旅と輪廻 (8)
それから、通りに面したレストランで、食欲がなかったのでチャイだけ飲み、快晴だったので、「イスラミック・ハイ・スクール」という学校のグラウンドの芝生の上で横になっていました。
心地よかったので、うとうと寝ていると、いつの間にか大勢の学生に囲まれていました。その学生の一人が、パキスタンなまりの英語で、いろいろな質問をしてきました。私は質問に答えながら、その学生が着ている服の胸の所に、「○○農協」と日本語でネームが入っているのを見て、思わずほほ笑んでしまいました。きっと日本の援助物資が闇マーケットに流れて、それを買ったのでしょうか。
午後三時頃、鉄道の駅へ行きました。私は、ラホールまで、二等の切符を買いました。十八・一〇ルピーでした。その時、私の前に三人のフランス人が切符を買っていました。彼らとは、イスタンブールで会ったことのある連中でした。そのフランス人と駅員がもめていて、なかなか私の番が来ないのです。彼らは、確かに切符代三人分を払ったと言ってました。しかし、駅員は、絶対二人分しかお金を受け取っていないと言い張っています。そんなことで、三十分も時間が過ぎました。結局、フランス人がおれて、もう一人分を払うことになりました。私は、銀行で両替したり、切符を買ったりするのにも、ひと苦労な世界にやってきてしまったな、と思いました。
汽車は、夜の九時頃、ホームに入ってきました。私は行き先が同じだったので、三人のフランス人の旅行者たちと一緒に、汽車に乗ることにしました。
「カイバル・メイル」という夜行列車は、九時三十分に出発しましたが、汽車が入って来るやいなや、ものすごい座席の奪い合いになりました。ヨーロッパでは、おとなしく列をつくって並んでいれば、必ず席はその順番通りに取れます。が、ここではまったく違っていました。私達が最前列なのに、私たちの横から割り込み、他人を押しのけ、争って席を取り合うのです。私も、割り込んでくるパキスタン人を押しのけ、窓から入ってくる男の前にリュックを突き出しました。男は、「アチャッ!」と首をふって言うと、他の窓へ向かいました。こんな社会は、良くないに決まっています。が、不思議なもので、私は、なんだか元気が出てきたのです。私の中のアジアの血が、私を元気にしてくれるようでした。
こうして、私たち四人は、何とか座席を確保できました。すると、あとからミリタリーの連中がぞろぞろ入ってきて、三人の腕に、「MP」と腕章をつけた憲兵が、片っぱしから座っている人を立たせて、その空いた座席にミリタリーの連中を座らせました。席を追われた乗客は、不満顔でしたが、みんなだまって従いました。私たちは、どかされなくてほっとしましたが、一人パキスタン人の中年の男は、「立て」と言われても応じませんでした。すると、MPに、胸ぐらをこずかれ、汽車からホームへ、乱暴に放っぽり出されました。そのあと、私の隣のフランス人の青年は、MPに身体検査をやられました。

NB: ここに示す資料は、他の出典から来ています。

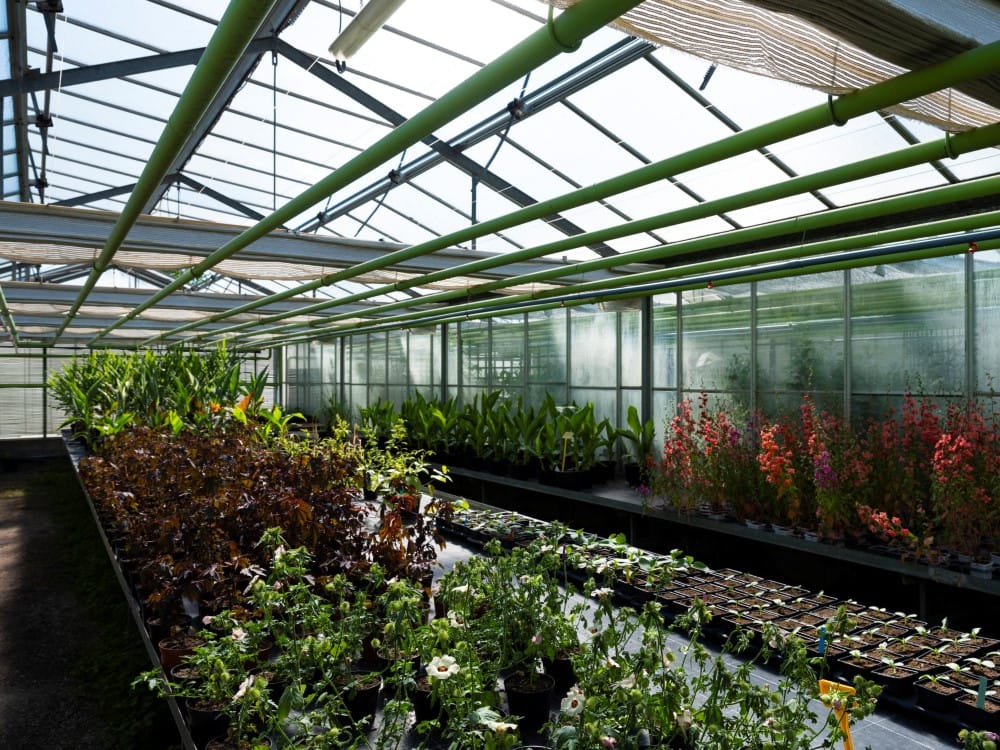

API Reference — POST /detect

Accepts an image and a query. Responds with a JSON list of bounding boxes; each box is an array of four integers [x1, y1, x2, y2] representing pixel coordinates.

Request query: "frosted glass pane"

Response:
[[569, 307, 618, 387], [386, 331, 409, 386], [462, 320, 491, 390], [681, 285, 750, 400], [350, 336, 368, 385], [851, 256, 965, 394], [368, 333, 386, 393], [406, 333, 434, 386], [620, 310, 642, 388], [570, 388, 618, 423], [492, 316, 525, 399], [447, 325, 462, 397], [653, 391, 677, 451], [974, 250, 1000, 393], [528, 310, 566, 384]]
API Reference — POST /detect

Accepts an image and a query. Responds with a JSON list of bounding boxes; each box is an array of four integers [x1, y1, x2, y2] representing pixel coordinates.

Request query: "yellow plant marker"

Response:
[[819, 680, 855, 750]]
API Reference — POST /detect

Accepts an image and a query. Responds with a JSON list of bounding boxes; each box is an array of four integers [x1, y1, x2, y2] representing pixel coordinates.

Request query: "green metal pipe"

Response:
[[97, 0, 642, 339], [186, 124, 1000, 340], [242, 240, 1000, 351], [53, 0, 276, 343], [238, 213, 1000, 346], [151, 42, 1000, 341]]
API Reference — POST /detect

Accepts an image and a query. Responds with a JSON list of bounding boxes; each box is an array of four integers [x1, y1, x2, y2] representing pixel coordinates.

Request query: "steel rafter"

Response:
[[142, 0, 309, 213], [298, 34, 655, 232], [278, 41, 615, 256]]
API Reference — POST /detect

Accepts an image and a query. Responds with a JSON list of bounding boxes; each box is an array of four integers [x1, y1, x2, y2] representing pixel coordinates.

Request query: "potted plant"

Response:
[[618, 405, 656, 487]]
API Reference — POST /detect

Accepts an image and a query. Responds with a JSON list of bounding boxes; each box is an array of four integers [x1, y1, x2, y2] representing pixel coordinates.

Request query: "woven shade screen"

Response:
[[551, 0, 1000, 131]]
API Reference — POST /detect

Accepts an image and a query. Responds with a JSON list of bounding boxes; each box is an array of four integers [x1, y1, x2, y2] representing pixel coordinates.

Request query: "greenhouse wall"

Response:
[[286, 251, 1000, 426]]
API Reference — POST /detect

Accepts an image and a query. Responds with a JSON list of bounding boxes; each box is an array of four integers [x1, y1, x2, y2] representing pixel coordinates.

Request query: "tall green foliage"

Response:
[[49, 344, 258, 450]]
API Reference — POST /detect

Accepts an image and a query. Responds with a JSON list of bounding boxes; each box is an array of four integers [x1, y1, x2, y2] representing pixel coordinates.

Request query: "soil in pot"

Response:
[[184, 700, 229, 745], [957, 693, 1000, 729], [157, 635, 205, 674], [542, 654, 576, 699], [872, 666, 917, 698], [339, 672, 382, 726], [504, 671, 555, 732], [917, 680, 962, 716]]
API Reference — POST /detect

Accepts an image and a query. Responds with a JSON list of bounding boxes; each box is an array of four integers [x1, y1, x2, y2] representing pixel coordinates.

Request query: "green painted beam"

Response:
[[201, 129, 1000, 340], [232, 213, 1000, 346], [147, 42, 1000, 350], [53, 0, 275, 343], [242, 240, 1000, 351], [95, 0, 642, 340]]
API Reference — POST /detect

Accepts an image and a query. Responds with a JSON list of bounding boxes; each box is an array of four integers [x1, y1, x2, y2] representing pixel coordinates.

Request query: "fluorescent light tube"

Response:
[[330, 0, 405, 62]]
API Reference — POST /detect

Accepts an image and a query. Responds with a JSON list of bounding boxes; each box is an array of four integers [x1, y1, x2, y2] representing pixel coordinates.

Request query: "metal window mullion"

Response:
[[749, 281, 758, 413], [42, 347, 49, 437], [560, 307, 573, 404], [639, 295, 653, 423], [963, 252, 976, 401], [674, 292, 684, 412], [841, 268, 854, 424], [611, 310, 625, 450]]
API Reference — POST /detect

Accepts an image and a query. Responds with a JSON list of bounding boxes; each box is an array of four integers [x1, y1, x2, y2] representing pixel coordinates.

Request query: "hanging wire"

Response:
[[470, 70, 531, 250], [354, 149, 406, 237]]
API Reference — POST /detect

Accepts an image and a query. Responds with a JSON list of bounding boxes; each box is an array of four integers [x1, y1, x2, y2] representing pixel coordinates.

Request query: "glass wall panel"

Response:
[[652, 294, 677, 389], [461, 320, 491, 394], [972, 250, 1000, 393], [851, 256, 965, 397], [386, 331, 410, 394], [756, 272, 844, 415], [528, 309, 567, 406], [570, 388, 618, 423], [446, 323, 462, 398], [491, 315, 525, 400], [618, 310, 644, 388], [648, 390, 677, 451], [367, 333, 388, 404], [681, 284, 750, 403], [406, 328, 437, 392], [569, 305, 618, 387]]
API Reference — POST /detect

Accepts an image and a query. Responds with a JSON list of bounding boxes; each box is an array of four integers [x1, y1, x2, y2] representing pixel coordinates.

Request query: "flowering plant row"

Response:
[[646, 394, 1000, 561]]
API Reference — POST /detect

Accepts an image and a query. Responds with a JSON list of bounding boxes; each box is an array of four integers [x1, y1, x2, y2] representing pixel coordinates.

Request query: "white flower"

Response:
[[674, 708, 694, 729], [233, 675, 254, 702], [483, 719, 517, 734], [615, 674, 635, 690], [559, 685, 584, 716], [426, 654, 460, 680]]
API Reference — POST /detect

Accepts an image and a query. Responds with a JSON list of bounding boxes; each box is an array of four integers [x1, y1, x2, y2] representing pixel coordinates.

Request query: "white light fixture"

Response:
[[330, 0, 405, 63]]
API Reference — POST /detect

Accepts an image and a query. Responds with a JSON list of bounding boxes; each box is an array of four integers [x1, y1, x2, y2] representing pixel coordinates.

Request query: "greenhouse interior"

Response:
[[0, 0, 1000, 750]]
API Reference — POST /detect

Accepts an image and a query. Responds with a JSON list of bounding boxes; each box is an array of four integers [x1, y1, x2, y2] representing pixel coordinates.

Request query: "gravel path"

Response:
[[0, 458, 177, 750]]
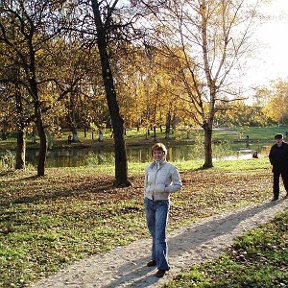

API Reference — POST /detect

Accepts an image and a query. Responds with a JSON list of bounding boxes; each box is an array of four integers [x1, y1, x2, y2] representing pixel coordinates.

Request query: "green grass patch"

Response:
[[164, 211, 288, 288], [0, 159, 283, 288]]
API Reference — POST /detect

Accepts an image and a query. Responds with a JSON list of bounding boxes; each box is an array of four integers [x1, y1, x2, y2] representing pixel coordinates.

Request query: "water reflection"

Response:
[[18, 143, 271, 167]]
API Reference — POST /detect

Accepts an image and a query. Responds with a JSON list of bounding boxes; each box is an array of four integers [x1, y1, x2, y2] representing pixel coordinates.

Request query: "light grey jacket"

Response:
[[144, 160, 182, 200]]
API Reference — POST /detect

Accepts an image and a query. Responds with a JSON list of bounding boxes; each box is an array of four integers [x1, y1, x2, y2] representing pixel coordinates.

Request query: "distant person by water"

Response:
[[269, 134, 288, 201], [252, 151, 258, 159]]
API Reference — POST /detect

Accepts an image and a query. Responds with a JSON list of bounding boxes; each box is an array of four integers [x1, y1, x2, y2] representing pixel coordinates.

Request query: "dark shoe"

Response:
[[147, 260, 157, 267], [155, 269, 166, 278]]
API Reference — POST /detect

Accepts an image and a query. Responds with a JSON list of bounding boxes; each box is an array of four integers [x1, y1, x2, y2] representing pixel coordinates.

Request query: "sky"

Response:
[[245, 0, 288, 86]]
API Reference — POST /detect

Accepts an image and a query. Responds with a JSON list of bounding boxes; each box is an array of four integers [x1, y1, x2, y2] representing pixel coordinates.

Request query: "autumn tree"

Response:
[[140, 0, 255, 168], [258, 79, 288, 125], [0, 0, 67, 176]]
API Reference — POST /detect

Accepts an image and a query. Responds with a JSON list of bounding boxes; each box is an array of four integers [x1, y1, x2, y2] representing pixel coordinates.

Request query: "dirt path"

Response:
[[31, 199, 288, 288]]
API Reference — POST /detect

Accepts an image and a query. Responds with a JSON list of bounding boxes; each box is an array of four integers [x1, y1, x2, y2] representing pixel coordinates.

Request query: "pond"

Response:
[[18, 142, 272, 167]]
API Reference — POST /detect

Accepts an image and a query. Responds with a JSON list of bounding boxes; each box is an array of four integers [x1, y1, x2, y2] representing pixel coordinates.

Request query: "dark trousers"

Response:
[[273, 170, 288, 198]]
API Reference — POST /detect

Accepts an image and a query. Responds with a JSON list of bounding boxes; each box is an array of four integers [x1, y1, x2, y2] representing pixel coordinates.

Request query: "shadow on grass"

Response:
[[0, 181, 114, 207], [89, 200, 284, 288]]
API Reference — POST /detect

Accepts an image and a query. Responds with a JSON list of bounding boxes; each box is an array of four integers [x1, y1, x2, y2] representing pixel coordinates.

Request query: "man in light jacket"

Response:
[[144, 143, 182, 278]]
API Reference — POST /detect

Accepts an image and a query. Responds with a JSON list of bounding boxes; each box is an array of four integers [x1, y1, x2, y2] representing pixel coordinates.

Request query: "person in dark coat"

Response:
[[269, 134, 288, 201]]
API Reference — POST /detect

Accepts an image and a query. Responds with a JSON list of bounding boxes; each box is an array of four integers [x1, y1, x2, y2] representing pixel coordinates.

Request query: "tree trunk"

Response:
[[69, 93, 79, 142], [202, 123, 213, 168], [91, 0, 131, 187], [34, 101, 47, 176], [165, 112, 171, 139], [15, 87, 26, 169], [153, 126, 157, 142], [15, 129, 26, 169]]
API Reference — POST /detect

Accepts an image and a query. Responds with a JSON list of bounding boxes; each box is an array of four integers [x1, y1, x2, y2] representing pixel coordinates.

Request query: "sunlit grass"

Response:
[[165, 211, 288, 288], [0, 159, 280, 288]]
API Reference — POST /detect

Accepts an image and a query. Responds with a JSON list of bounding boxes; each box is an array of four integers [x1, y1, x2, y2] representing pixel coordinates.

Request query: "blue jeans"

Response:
[[144, 198, 170, 270]]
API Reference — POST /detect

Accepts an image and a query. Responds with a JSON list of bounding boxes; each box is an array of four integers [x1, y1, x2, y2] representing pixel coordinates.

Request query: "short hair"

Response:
[[151, 143, 167, 156], [274, 133, 283, 140]]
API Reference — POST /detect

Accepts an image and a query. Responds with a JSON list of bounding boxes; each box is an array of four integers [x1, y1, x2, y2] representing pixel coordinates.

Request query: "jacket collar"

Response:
[[150, 159, 167, 169]]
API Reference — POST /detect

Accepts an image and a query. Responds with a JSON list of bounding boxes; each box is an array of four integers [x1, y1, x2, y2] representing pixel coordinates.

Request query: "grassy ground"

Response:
[[165, 211, 288, 288], [0, 126, 288, 150], [0, 158, 282, 288]]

汽車の中は、乗客で一杯でした。通路にも、網棚の上にも、人々は座っていました。網棚に座った人が、カレーの弁当を食べると、そのカレーのしずくがぽたぽた下にたれるのですが、下の人はただ黙認して文句をいう様子もありません。また、駅にとまるとチャイや揚げた食べ物や日用雑貨などを持った少年たちが、混雑の中へ入ってきて売り歩くのです。あるいは、遊吟というのでしょうか、鐘をたたき、何かの物語りを節をつけて歌い、お金を集めにくる親子がいます。私は、これらの人々が無理やり乗り込んでくるたびに、これでもか、これでもか、と拷問されているように感じました。私は、人が異様に詰まった夜汽車の中で、息苦しくなり、頭がクラクラするようで、大声で叫び出したいような自分の気持をコントロールするのに、精一杯でした。
「カイバル・メイル」号は、朝方八時三十分に、ラホールの駅に着きました。
私たちは、一緒にチャイを飲み、今後の予定を話しました。私は、ラホールの博物館へ行く予定でした。フランス人たちは、このままインドへ行くというので、私は駅で三人
と別れました。
ラホールは、パンジャブ州の州都で、古来から文化が栄え、人の数も多く、活気が感じられました。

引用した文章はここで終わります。